My research focuses on gene regulatory mechanisms and transcriptomics. I apply computational techniques and statistical methods on data from high-throughput biological experiments. Transcription of genes is mainly controlled by the interaction between transcription factors (TFs) and their binding sites (TFBSs). I am particularly interested in inferring the functions of TFs and their recognized TFBSs. In conjoining with studies on TFs and TFBSs, I also investigate factors that play conspicuous roles in regulatory mechanisms, including chromosome accessibility, noncoding RNAs, and DNA structure. I mostly study model organisms Saccharomyces cerevisiae and Homo sapiens.

My second research focus is on metagenomics, which analyze samples directly taken from the environment. Utilizing data produced from high-throughput sequencing technology, I improve the data processing methods of the noisy metagenomics data, and determine the systemic properties of microbial communities. My research highlights are summarized below.
Three major research interests of our lab are described below:

Investigations on Transcription Factor Binding Sites(TFBSs)
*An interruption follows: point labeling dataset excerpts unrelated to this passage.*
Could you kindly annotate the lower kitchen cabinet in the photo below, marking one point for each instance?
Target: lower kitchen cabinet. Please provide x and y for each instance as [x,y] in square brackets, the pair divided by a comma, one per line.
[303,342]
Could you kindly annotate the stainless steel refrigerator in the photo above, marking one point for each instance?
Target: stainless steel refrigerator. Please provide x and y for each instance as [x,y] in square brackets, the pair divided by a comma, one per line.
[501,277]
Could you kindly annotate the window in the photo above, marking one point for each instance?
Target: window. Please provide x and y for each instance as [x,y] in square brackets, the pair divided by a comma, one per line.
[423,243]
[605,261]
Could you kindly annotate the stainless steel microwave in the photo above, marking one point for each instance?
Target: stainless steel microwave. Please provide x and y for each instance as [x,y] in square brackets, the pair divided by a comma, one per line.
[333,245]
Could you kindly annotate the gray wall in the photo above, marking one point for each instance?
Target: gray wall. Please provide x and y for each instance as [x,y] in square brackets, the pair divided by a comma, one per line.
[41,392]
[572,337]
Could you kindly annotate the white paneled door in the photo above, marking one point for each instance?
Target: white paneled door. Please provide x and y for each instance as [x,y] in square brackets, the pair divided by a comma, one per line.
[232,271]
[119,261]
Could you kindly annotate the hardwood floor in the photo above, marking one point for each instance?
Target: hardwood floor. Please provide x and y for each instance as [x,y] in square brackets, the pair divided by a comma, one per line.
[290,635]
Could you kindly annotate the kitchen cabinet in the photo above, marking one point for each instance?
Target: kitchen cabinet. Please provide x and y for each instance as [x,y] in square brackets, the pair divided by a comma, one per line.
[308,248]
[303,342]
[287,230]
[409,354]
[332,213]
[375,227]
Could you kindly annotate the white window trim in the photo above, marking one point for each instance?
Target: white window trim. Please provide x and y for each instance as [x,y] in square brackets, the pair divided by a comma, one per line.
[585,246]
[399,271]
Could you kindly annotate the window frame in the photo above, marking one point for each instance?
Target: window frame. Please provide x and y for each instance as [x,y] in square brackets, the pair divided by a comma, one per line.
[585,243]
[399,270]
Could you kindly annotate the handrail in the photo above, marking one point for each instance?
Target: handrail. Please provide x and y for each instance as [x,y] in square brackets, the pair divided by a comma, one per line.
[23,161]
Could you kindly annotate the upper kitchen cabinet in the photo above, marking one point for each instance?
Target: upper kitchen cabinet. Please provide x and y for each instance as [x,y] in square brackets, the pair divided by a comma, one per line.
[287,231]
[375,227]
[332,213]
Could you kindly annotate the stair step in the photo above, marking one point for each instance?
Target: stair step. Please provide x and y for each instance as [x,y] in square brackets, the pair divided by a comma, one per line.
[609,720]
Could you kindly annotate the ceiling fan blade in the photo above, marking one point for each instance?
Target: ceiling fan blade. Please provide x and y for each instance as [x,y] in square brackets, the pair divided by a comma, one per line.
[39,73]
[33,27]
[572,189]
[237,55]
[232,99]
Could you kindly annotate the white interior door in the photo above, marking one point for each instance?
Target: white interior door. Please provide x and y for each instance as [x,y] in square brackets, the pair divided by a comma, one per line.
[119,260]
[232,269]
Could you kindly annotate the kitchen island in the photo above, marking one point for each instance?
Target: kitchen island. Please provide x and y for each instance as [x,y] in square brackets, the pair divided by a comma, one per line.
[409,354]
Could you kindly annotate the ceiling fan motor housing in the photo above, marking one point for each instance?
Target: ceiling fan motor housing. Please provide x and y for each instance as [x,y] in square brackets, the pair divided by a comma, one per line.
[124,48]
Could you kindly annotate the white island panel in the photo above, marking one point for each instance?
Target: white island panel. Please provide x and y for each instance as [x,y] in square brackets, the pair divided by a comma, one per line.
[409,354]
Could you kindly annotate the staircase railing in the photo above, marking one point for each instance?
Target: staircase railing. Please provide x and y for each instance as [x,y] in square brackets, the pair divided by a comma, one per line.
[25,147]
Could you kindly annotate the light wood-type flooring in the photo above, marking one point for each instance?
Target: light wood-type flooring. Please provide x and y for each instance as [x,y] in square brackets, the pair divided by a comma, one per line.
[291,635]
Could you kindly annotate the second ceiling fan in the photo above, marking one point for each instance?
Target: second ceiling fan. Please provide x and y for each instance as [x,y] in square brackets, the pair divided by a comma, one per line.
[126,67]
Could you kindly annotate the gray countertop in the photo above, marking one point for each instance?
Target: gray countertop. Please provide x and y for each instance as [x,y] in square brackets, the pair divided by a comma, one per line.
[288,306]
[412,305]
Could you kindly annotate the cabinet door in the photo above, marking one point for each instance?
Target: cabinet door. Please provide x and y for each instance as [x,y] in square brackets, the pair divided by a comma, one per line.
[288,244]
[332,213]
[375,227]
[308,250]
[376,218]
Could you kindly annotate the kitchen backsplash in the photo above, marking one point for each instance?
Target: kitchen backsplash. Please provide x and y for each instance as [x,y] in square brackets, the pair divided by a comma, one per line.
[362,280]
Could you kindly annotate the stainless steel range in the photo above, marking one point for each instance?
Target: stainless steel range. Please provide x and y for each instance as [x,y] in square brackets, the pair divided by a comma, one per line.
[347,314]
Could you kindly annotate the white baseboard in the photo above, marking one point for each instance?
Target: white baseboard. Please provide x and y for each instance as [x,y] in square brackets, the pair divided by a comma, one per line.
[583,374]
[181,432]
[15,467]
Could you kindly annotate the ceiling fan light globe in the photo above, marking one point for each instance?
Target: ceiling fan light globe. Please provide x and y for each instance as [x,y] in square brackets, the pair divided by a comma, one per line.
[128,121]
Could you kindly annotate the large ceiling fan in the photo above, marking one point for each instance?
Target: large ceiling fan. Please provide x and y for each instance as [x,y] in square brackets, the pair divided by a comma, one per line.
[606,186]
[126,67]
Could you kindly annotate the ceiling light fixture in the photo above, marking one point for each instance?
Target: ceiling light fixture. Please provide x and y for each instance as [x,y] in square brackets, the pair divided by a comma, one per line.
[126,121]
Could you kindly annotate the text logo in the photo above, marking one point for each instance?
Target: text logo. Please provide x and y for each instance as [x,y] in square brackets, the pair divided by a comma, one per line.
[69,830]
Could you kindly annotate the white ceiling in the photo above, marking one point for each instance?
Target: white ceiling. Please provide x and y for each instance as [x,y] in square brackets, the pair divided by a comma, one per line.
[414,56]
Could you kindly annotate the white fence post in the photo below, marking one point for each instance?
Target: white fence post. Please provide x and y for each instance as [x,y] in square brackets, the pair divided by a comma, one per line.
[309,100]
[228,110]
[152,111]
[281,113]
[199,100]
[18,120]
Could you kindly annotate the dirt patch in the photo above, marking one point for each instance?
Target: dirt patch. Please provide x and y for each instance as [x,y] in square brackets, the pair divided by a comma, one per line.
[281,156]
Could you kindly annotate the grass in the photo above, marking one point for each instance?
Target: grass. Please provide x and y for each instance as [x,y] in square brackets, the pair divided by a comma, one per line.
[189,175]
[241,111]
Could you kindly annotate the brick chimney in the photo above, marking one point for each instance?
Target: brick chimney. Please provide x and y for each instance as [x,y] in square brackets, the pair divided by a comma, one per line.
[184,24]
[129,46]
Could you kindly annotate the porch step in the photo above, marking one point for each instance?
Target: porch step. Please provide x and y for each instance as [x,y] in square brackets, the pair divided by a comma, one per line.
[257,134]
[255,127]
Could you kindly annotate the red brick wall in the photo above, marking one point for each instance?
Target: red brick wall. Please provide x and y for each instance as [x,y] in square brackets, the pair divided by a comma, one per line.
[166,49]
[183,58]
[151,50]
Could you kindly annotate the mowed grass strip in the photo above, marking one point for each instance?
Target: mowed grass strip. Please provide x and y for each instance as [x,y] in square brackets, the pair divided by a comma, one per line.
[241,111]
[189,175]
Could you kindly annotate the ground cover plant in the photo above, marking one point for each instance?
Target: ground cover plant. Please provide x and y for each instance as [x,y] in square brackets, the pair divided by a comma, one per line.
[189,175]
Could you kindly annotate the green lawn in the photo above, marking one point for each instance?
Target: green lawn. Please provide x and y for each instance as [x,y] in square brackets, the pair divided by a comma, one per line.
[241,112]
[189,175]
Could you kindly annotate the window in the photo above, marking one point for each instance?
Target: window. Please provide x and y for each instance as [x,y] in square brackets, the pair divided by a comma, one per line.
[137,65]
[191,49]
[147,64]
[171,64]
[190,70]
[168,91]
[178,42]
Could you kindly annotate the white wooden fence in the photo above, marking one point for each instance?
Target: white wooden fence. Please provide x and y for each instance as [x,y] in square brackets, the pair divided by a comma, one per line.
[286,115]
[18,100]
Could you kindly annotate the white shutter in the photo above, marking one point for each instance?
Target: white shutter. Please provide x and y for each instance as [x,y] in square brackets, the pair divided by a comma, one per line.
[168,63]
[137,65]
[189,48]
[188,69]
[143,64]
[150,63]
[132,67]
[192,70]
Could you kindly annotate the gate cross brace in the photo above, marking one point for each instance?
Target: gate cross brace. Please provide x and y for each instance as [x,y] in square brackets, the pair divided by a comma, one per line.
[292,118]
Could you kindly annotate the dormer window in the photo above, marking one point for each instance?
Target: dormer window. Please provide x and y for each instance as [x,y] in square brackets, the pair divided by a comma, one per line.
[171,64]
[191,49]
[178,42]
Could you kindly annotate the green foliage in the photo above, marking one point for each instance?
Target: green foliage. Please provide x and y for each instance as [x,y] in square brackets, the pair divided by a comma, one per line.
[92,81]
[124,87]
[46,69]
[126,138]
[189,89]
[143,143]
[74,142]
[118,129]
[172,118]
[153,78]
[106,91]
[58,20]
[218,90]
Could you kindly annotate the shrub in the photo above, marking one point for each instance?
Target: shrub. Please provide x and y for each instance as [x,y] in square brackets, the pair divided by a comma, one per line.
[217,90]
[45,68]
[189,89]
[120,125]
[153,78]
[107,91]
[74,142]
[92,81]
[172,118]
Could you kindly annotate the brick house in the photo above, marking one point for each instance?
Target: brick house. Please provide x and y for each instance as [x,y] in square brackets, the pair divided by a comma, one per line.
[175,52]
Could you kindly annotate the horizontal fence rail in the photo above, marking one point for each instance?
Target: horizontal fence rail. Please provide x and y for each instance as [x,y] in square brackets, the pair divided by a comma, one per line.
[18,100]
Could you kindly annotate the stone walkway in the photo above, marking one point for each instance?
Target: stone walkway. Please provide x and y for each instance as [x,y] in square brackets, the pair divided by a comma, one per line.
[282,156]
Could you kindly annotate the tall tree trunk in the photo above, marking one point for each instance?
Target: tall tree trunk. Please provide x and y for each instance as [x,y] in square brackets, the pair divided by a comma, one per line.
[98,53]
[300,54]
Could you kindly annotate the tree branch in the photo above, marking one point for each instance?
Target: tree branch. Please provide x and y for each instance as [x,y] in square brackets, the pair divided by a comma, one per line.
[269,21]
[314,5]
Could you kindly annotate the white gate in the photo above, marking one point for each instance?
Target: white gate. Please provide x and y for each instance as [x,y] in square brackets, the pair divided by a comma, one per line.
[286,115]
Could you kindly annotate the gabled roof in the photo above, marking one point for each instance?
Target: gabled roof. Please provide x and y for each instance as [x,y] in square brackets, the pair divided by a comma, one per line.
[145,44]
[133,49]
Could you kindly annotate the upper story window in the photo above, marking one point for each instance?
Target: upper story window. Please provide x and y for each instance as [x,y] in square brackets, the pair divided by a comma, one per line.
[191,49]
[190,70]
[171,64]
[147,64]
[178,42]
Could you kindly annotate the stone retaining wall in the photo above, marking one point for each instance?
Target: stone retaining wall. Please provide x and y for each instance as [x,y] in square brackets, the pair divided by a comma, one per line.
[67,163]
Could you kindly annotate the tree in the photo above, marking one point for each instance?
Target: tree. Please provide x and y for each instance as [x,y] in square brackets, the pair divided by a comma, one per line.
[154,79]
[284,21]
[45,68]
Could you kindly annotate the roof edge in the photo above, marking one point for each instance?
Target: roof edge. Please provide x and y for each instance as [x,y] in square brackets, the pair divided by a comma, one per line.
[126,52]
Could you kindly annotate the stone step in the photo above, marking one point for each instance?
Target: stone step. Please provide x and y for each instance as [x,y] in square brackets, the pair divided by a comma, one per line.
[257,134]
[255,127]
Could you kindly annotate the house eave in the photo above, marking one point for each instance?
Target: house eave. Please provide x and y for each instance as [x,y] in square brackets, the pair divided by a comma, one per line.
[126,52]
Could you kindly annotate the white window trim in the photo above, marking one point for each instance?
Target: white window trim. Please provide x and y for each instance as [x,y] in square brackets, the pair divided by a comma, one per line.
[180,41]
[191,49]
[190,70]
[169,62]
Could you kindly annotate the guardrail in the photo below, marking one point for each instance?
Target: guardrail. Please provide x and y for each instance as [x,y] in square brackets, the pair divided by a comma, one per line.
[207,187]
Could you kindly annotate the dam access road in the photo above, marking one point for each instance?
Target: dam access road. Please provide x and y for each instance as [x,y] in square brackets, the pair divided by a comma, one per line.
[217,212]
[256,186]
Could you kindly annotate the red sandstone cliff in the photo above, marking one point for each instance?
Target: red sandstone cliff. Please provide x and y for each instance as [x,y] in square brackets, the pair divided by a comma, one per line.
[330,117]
Building on my previous contributions on the identification of TFBSs, I have expanded to investigating characteristics of TFBSs and other associated factors of TF binding events. The abundant and diverse genomic data provide a perfect platform for studying regulatory mechanisms based on TF and associated factors.

We started the incorporation of other factors to TF regulations. Nucleosomes have been found to have a profound impact on gene regulation but the contribution to transcriptional evolution is relatively unexplored. We thus studied the role of nuclesome positioning in the evolution of TFBSs. We compared TFBS frequency and TFBS nucleotide variants in nucleosome occupied regions and nucleosome depleted regions in promoters of old (orthologs among Saccharomycetaceae) and young (Saccharomyces specific) genes; and in duplicated gene pairs. Our results show that nucleosome occupied regions accommodate greater binding site variations and a higher evolutionary rate than nuclesome depleted regions. We further conducted site-directed mutagenesis and showed that binding site gain or loss at nucleosome depleted region may cause a higher expression difference than those in nucleosome occupied regions.

Expanding on the nucleotide variants of TFBSs, we further explored the association of variable position in TFBSs of a TF and TFBSs of other TFs that exist consistently with the first TF. These two TFs are considered as a co-occurring TF pair, which is determined if the TFBSs of two TFs co-occur in a set of promoters. We considered both low- and high-affinity TFBSs in a genome-wide analysis. We found that variable positions are generally conserved and are significantly associated with other co-occurring TFs. Most of these associations also have significant functional enrichment and synergistic effects on their target genes.

We further explored the synergistic effects of TFs and eventually developed into another study. Two TFs are said to be synergistic if genes regulated by both TFs show stronger co-expression pattern than regulated by either TF alone. We developed a likelihood-based method to identify interacting TF pairs and their TFBSs simultaneously. The method identifies well-conserved and over-represented motifs that are enriched in the promoters of a set of genes. Thus it is likely that these TF pairs co-regulate their target genes, and that the inferred motifs are the respective binding motifs of the TFs.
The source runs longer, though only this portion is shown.